The ancient name for what later became the parish of St Giles was ‘Aide Wych’ (old village), with its market-cross in High Holborn near the corner of Drury Lane. The Museum of London has recently shown by its excavations of Covent Garden, Saxon London, or Londenwic, lay hereabouts, between the two old Roman routes westwards from the city, High Holborn and the Strand. It is not inconceivable that St Giles churchyard, which is unusually large, may eventually prove to have been the cemetery of Saxon Londenwic.

Architecture

The St Giles Church which stands today was built by the architect Henry Flitcroft (son of William Ill’s gardener) and is the first example of Palladian Revival. The church was opened in 1734. It has a very beautiful interior, which underwent continual restoration during 1949-99.
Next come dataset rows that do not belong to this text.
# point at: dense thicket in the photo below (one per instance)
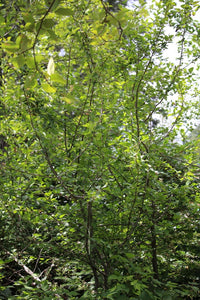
(99, 198)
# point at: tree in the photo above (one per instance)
(92, 190)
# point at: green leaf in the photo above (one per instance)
(50, 66)
(18, 61)
(48, 23)
(48, 88)
(10, 47)
(56, 77)
(30, 82)
(64, 11)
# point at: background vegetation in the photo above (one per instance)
(99, 198)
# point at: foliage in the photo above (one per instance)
(98, 200)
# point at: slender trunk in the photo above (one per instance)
(154, 243)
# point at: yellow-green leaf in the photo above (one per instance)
(58, 78)
(64, 11)
(48, 88)
(51, 67)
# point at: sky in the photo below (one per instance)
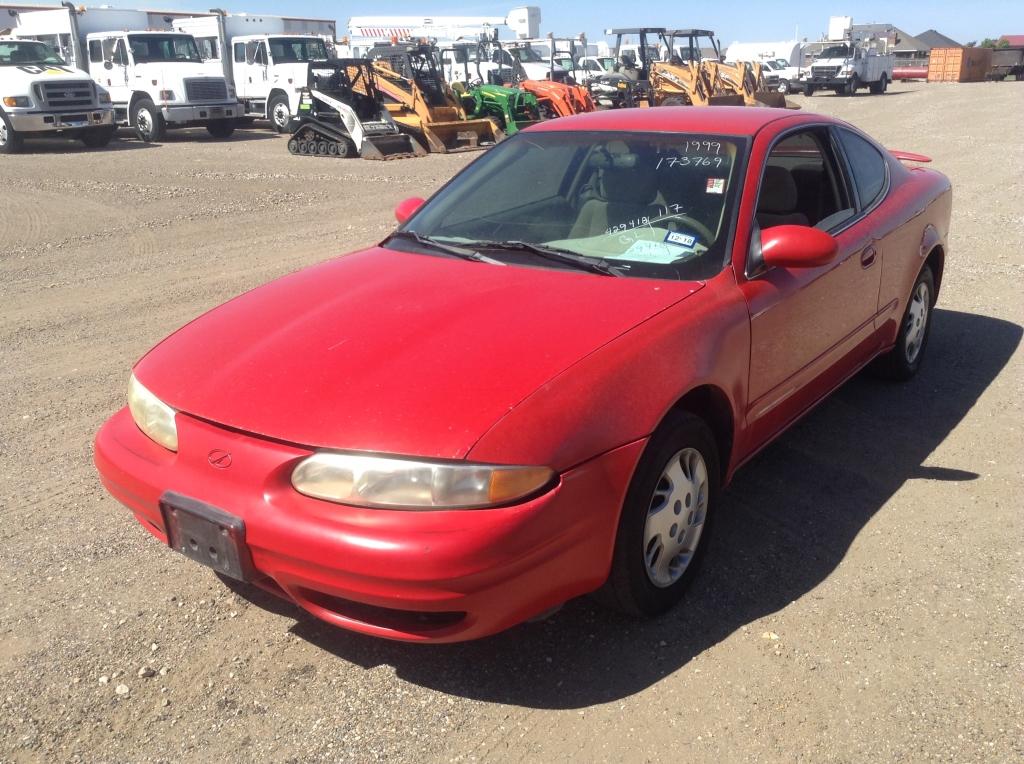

Doctrine and style of worship

During the Twentieth Century, despite the Church of England’s experimentation with new forms of worship, only the Book of Common Prayer was used at the church. On this spiritual foundation traditional doctrinal teaching, and especially preaching continued long after it had ceased elsewhere, and it proved to be a policy which reaped great spiritual rewards – not least through its City-style lunch-hour services, to accommodate which the galleries had to be brought back into use:

Social outreach and facilities

Until 1963 St Giles had possessed its own Parochial School at the corner of High Holborn and Endel Street, for just over a century. After the Diocese of London closed the School in that year it was sold and the church lost at a stroke the centre of its social work, for the building was often in use as a parish hall. Moreover its clergy occupied the flats there and parishioners knew where to find them. Consequently 1963 was a watershed, and the whole situation changed. Happily, however, but only after some time, the School building became St Mungo’s hostel for homeless men, and so in some measure it continues its former sacred purpose.

The church itself, rigged in the old style for public worship, is a Grade I listed building, possessing, for social use, only its small Georgian historic Vestry Room, which before the Boroughs were born in 1900 was the HQ of the local parochial government under Vestrymen. Yet Camden council has refused permission for the erection in the churchyard of a beautifully designed new building which would have served the locality socially in the new century, and which could easily by arrangement, have been made available for use by Camden itself.

The most notable expression of the church’s spiritual work since the sale of the School asset in 1970 has been the 30 Annual Bible Schools (each of 8 sessions on Monday evenings during October-November) which have achieved an aggregate attendance of over 32,000, of all denominations, based on a continually revised mailing list, which covers much of Greater London. Only visiting lecturers are used, and a high standard was set from the start by the phenomenal Dr William Neil (famed for his superb ‘One Volume Commentary’) who was capable of attracting a large following for the first 7 years. When some years ago 8 Bishops spoke on what the Bible meant to them, there was a aggregate attendance of over 2,000, with Bishop Jenkins, then of Durham, drawing the greatest number (on the night before the Synod vote on the ordination of women). These lectures, which still continue, demonstrate the great hunger there is for Biblical education.